One of my loyal readers recently sent me an e-mail with the subject: “Everybody loves a good guy.” He sent the e-mail to inform me about this young Baby-Face sensation named Nick Stanley wearing the snug white trunks.
We can tell instantly that Stanley is a friendly, fan-loving Baby-Face because he takes the time to meet and greet the public, letting them grope his fit body and hugging on him if they want it. If you look close, you can see Nick is carrying a red rose to award to his biggest fan, a gimmick used by the Handsome Stranger 30 years ago.
Our young hero’s opponent for this match (which you can view on YouTube) is veteran wrestler Shane Williams. He is also a throwback to an earlier era in his purple trunks worn over unmatched tights. He is working the old “King” gimmick — which is always off-putting and offensive in the Land of the Free — complete with crowns ornamenting his old-school tights a la Jerry Lawler.
You don’t need to be a psychic to know this “King” bastard is gonna fuck with our gullible young Face in his pure white gear. And you don’t need to be a mind reader to know that this blogger always enjoys watching and writing about any veteran-vs-beautiful-rookie beatdown!

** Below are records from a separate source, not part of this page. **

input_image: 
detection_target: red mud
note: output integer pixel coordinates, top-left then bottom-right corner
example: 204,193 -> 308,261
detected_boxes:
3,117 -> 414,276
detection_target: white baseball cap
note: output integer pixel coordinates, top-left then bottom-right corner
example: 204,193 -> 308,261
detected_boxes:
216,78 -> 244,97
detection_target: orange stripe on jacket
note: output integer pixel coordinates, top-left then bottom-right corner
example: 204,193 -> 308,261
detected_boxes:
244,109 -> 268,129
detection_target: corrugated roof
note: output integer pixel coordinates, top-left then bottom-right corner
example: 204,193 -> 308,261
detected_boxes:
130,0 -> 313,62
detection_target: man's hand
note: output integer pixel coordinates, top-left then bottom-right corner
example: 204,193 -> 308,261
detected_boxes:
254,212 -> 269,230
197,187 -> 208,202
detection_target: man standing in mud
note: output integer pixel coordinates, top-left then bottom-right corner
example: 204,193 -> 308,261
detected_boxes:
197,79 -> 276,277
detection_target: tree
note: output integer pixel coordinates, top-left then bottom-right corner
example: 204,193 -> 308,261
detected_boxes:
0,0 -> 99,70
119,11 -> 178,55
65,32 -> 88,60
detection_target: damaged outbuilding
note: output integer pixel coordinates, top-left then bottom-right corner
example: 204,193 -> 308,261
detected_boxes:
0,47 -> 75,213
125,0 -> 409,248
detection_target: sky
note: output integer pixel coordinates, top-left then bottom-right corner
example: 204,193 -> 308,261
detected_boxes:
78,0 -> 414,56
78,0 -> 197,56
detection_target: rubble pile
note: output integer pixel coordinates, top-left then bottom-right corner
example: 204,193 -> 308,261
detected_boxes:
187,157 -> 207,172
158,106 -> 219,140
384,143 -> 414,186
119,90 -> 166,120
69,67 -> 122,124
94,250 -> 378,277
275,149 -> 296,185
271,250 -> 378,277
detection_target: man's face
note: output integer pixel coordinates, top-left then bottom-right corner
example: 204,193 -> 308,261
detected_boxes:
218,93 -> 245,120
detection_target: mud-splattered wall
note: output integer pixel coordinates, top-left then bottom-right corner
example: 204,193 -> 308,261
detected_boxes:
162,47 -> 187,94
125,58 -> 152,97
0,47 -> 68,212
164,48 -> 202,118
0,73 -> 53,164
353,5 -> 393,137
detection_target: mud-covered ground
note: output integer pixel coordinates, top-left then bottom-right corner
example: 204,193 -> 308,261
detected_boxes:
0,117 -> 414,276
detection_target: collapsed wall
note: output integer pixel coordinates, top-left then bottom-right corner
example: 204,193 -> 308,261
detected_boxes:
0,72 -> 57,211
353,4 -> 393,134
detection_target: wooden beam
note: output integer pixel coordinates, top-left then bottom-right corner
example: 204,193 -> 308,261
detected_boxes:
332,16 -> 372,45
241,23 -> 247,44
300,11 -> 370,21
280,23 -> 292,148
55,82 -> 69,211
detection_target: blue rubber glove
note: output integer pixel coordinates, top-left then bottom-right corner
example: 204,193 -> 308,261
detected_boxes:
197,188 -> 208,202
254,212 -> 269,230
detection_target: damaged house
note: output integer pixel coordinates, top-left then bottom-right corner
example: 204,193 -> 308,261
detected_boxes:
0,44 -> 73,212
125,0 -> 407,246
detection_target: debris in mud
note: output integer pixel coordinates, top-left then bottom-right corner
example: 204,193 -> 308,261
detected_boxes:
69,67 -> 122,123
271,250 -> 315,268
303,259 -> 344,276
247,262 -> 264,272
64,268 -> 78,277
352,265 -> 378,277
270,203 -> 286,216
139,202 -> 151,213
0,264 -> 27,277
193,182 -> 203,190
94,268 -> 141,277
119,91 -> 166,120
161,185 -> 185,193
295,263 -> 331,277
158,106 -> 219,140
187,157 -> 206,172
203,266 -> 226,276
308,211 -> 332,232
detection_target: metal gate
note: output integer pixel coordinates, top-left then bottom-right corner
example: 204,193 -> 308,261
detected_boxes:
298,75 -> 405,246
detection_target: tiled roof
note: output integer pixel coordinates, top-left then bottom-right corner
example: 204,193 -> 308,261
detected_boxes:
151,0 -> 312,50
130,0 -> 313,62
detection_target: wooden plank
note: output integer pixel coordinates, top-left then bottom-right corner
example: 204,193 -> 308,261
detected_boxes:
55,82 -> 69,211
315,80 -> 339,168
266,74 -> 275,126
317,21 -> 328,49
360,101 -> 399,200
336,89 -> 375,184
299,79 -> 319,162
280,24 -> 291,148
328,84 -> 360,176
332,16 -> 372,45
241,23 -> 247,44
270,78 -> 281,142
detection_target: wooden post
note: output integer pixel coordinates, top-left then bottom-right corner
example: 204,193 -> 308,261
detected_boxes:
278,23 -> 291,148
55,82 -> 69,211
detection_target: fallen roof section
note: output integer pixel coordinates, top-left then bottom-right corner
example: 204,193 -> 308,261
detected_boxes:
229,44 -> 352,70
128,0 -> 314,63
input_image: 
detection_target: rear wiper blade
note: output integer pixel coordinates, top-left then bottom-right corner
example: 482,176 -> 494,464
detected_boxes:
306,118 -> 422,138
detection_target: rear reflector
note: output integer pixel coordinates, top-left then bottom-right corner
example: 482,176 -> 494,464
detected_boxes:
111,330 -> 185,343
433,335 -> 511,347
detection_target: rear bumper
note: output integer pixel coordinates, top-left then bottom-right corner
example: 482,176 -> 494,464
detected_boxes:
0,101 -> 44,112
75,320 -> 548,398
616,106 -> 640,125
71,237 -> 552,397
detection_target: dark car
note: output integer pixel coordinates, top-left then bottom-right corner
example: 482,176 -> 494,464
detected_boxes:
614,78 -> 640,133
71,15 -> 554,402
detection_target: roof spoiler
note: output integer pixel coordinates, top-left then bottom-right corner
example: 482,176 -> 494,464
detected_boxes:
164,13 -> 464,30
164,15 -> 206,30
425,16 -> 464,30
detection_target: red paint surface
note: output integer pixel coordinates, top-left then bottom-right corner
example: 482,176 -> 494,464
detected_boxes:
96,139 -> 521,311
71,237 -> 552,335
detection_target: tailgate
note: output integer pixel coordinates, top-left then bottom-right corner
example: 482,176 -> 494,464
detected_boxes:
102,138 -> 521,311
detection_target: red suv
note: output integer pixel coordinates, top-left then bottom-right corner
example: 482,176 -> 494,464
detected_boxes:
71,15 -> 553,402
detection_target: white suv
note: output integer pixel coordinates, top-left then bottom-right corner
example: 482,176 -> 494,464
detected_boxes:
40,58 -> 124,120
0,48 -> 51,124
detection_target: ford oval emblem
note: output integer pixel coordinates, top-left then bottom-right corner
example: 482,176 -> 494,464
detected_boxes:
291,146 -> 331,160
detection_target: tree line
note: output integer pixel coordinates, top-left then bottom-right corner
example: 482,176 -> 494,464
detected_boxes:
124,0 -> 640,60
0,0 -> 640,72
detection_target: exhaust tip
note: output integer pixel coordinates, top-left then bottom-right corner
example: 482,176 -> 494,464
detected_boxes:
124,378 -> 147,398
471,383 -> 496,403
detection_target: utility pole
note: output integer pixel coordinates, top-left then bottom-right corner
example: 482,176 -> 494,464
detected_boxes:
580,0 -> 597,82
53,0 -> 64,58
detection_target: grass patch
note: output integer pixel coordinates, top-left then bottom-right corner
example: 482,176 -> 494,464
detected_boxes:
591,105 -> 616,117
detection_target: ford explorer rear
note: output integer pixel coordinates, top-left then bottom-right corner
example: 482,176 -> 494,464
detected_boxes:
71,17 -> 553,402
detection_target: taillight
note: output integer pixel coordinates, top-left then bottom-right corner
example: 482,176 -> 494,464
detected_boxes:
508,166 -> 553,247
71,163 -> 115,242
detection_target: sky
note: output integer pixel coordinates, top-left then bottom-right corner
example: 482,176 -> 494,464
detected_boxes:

Williams wrenches and twists poor the kid’s arm as Stanley grunts and gasps nicely from the pain. This inspires the over-stimulated audience to start bellowing: “Let’s go Ni-ick!”
My loyal reader actually sent me links to several Nick Stanley matches, so I could have my choice based on the color of his trunks. I could select white as also worn in today’s feature match (always a personal favorite of mine), or yellow (where his Heel opponent wears a butcher singlet which some loud-mouth fan refers to as a “Onesie”) or fire-engine red.
I always appreciate a wrestler who presents us with a variety of different colors and styles of gear. I picture the wrestler at home opening a treasure chest and sorting through piles of spandex beauties in every color of the rainbow until he finds just the right pair that will look good on his ass.
One mistake the Big Federations make is to brand each wrestler with one and only one look — such as Seth Rollins in his long black tights as if that is the only outfit he owns. Don’t get me wrong — I love Seth’s butch, kinky leather look — GRrrowrl!
However, variety is the spice of life and it would be more exciting if he would surprise us with something unique for each appearance as he did on the Indy scene. After all, Seth Rollins was once known as “Tyler Black” — and when he was Tyler Black he was known as “King of the Banana Hammock.” He wore gorgeous spandex in every color of the rainbow — red, orange, yellow, green, blue, indigo, and violet. Also black and white. I’m sure he still owns all those great little trunks and speedos, so it would cost nothing to let him start wearing them again! Anyway, another reason to dig Nick Stanley is that he is already working on his own rainbow of trunks.
Each attempt by Nick Stanley to gain a small advantage is thwarted by the clever Heel. For example, when Nick climbs the turnbuckles at 14:58 into the video, Williams shakes the ropes causing Nick to fall and rack his nuts on the top corner pad. Then Nick fights back and tries to Backslide the King, only to receive a kick to the belly and a DDT for his troubles.
And at 16:26 when our Good Guy in white bounces off the ropes to gain momentum for some fancy attack, the veteran meets him at the ropes and drives a big gut-busting knee to his mid-section, leaving poor Nick in the fetal position, kicking his boots and gasping “AHH! AHHH!”
But never count out a handsome young fan favorite. After all the punishment he absorbed, after hearing the fans chant “GO, Nick! GO!!” over 3,000 times, he finds the strength to roll up the wily veteran and defeat him with a basic Small Package. Horray! The power changed hands and our young hero proves to be the true “King” of the ring!
Finally, like any good Baby-Face, Stanley again circles the ringside area thanking his fans for their love and support, offering them his exposed body to see, touch, or hug. This young man really has the look and attitude to be a popular Baby-Face hero in an Indy federation — or perhaps a really fun Squash Jobber in a Major Federation. Either way, we need to keep an eye on him (and who wouldn’t want to do that?!)